Senator Corey Booker’s unprecedented move to testify against a fellow senator on Wednesday has been seen by Republicans as a maneuver designed to boost his national profile for the “sake of his own presidential ambitions.”

Senator Corey Booker, (D-N.J.), 47, has been viewed by fellow Democrats as one of several possible senate candidates who may consider challenging President-elect Donald Trump in 2020.

The other possible senate contenders are Sen. Elizabeth Warren (Mass.), Sen. Kirsten Gillibrand (N.Y.) and Sen. Amy Klobuchar (Minn.), Sen. Chris Murphy (Conn.), Sen. Sherrod Brown (Ohio) and Sen. Tim Kaine (Va.), Hillary Clinton’s running mate.

Senator Booker’s strategy is going to become a popular one over the next four years and will, undoubtedly, be used by other senators with similar presidential ambitions who know that going up against the Trump administration will create a platform that commands national attention.

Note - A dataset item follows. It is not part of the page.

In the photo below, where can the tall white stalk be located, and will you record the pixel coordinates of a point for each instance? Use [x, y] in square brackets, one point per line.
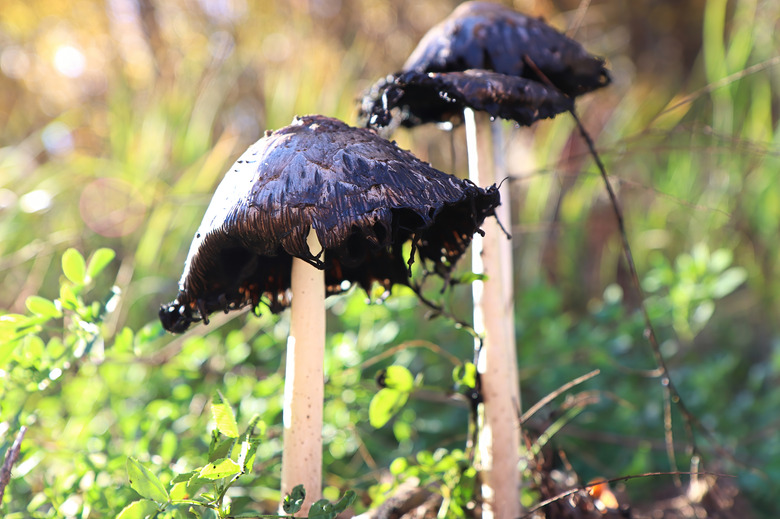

The Senate testimony against Sessions will give Booker plenty of national media attention, along with a chance to champion civil rights, which Democratic groups feel is a major concern when it comes to Jeff Sessions being attorney general.

Ex-presidential candidate Bernie Sanders’ (I-Vt.) senior adviser and Democratic strategist Tad Devine said about the Booker testimony, “It takes a lot of guts for a United States senator to go in to offer testimony in opposition to one of his colleagues. … I can’t remember this ever happening.”

Republicans aren’t of the same mindset and feel Booker is breaking with senate traditions of “comity” for the sake of his own his presidential ambitions.

Senator Tom Cotton ( R-Ark.) said on Facebook, “I’m very disappointed that Sen. Booker has chosen to start his 2020 presidential campaign by testifying against Sen. Sessions.”

Cotton described Booker’s testimony as “a disgraceful breach of custom” and questioned his motives by noting that last year the New Jersey legislator said he was “honored to partner with Sessions on a resolution honoring civil rights activists.”

According to The Hill, Senator Booker’s spokesman said Booker made this statement earlier this week:
“I do not take lightly the decision to testify against a Senate colleague. … Senator Sessions’ decades-long record is concerning in a number of ways, from his opposition to bipartisan criminal justice reform to his views on bipartisan drug policy reform, from his efforts earlier in his career to deny citizens voting rights to his criticism of the Voting Rights Act, from his failure to defend the civil rights of women, minorities, and LGBT Americans to his opposition to common-sense, bipartisan immigration reform.”

Steve Elmendorf, a Democratic lobbyist and strategist, said this about Booker, “He is someone with a demonstrated leadership in civil rights and he feels very strongly about Sen. Sessions’ civil rights record. We’re in a unique moment here where we have a new president who’s trying to put a bunch of people into office who are extreme.”

As far as Elmendorf is concerned about senators using the Trump administration as a springboard for raising their profile, he said, “Donald Trump is going to give people a great opportunity to build that profile. If you’re a Democrat, you have a lot of opportunities to show you can stand up to this guy, which people in the party want to see.”